Czy ja wiem czy pierwsze? Eleveny dla mnie w żaden sposób nie brzmią syntetycznie, może nie grają jak Odezi, MrSpeakers czy inne Eikony, ale sztuczności w życiu bym im nie zarzucił. Signature Pro też były całkiem normalne, choć jak większość Ultrasów muzykalno-techniczne na swój sposób. Po prostu Bawarczycy zazwyczaj nie szczędzą basu i mi to się akurat podoba, choć pamiętam że Edition 8EX świeże z pudełka (czy 9 o dziwo po wymianie driverów) to dla mnie basu miały mało, widać się potem wygrzały Inna sprawa że ED9 to bas nie mułowaty tylko mocno uderzający raczej, ale nie o nich mowa.
W sumie nawet PRO900 mimo że kompletne freaki i 99% audiofilów nimi wzgardzi (bardziej misiowate niż Beyery T1v3 czy ZMF Atticus ale bas jednocześnie bardziej techniczny i konkretniej jak to w Ultrasone kopie) mi się podobały i takie polecane tu na forum kiedyś AKG K540 dla mnie grały dziwniej.
Te pałąki to zdaje się w różnych modelach bardzo podobne jeśli nie takie same, bo nie wiem czy same materiały się różnią. Jakbym miał strzelać to czy PRO480 za 5 paczek (a nawet taniej na promkach), Ultrasone Signature Pro (nominalnie prawie 4 koła) czy nawet kiedyś Edition 9 gdzie dzisiaj (no, parę lat temu) Tribute7 za 11 klocków -> jeden kij Dopiero w późniejszych Edition od 8 w górę te pałąki są ładniejsze.

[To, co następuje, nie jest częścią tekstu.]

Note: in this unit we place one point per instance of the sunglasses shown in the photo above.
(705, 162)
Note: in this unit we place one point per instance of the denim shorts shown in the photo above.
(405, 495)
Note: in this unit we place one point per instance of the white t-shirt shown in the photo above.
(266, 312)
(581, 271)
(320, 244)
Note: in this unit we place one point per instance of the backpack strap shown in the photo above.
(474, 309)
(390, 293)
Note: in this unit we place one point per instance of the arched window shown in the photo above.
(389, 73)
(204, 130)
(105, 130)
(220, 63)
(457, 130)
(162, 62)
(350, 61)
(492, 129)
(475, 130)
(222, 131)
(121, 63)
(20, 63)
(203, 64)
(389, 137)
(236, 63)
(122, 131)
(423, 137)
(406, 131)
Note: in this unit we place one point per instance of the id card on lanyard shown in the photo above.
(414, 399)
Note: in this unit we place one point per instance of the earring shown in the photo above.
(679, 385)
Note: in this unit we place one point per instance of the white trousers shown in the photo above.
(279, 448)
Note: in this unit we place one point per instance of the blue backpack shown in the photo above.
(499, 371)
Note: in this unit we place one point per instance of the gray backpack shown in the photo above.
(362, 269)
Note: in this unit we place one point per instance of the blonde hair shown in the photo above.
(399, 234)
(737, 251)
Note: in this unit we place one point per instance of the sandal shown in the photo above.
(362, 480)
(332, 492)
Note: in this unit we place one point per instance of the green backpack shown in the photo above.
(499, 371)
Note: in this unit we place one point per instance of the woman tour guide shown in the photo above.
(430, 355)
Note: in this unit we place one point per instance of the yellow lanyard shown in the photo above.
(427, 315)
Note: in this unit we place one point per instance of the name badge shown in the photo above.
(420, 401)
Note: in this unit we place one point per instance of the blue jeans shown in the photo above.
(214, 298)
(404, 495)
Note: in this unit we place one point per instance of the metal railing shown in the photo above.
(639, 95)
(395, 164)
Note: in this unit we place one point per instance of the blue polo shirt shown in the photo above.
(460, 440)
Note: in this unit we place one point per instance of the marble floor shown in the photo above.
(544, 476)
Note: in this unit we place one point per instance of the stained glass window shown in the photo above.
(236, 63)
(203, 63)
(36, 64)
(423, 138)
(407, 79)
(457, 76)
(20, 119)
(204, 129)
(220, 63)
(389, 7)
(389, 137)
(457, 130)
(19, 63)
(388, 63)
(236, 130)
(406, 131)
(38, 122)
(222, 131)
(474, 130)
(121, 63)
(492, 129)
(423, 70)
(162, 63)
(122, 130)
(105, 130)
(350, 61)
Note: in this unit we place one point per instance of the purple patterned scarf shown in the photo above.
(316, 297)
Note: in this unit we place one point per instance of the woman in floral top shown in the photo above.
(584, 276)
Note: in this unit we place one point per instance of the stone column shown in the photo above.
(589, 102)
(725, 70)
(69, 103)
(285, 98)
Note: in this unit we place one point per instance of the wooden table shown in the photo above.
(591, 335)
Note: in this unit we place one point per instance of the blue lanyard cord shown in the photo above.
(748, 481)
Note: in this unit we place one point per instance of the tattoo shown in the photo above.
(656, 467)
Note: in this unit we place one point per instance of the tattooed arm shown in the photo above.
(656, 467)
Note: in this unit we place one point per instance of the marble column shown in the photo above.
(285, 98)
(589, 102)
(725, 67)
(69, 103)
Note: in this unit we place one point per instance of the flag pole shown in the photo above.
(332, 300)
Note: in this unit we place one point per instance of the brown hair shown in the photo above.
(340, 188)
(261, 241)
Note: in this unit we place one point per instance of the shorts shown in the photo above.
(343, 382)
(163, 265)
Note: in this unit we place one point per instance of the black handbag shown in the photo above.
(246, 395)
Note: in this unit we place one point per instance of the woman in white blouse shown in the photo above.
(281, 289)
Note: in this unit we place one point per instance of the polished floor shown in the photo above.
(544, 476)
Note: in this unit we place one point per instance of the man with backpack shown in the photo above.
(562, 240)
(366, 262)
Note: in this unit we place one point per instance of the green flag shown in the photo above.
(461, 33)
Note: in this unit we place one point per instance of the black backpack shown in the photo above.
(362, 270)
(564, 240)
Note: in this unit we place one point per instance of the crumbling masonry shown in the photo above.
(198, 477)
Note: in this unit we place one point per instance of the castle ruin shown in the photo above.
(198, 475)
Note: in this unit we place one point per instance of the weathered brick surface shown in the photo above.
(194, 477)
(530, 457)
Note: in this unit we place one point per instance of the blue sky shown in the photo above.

Ale do rzeczy: przy założeniu że to nie jest to samo i nawet jeśli te Pure mają headband jak tanie jak barszcz 480i, to w tej cenie preorderowej to tak czy siak nie ma na co narzekać i o pałąk raczej bym się nie martwił jak ktoś normalnie dba o słuchawki, no chyba że jakaś wada konstrukcyjna ale wątpię. Wykluczyć nigdy niczego jednak nie można, wiadomo.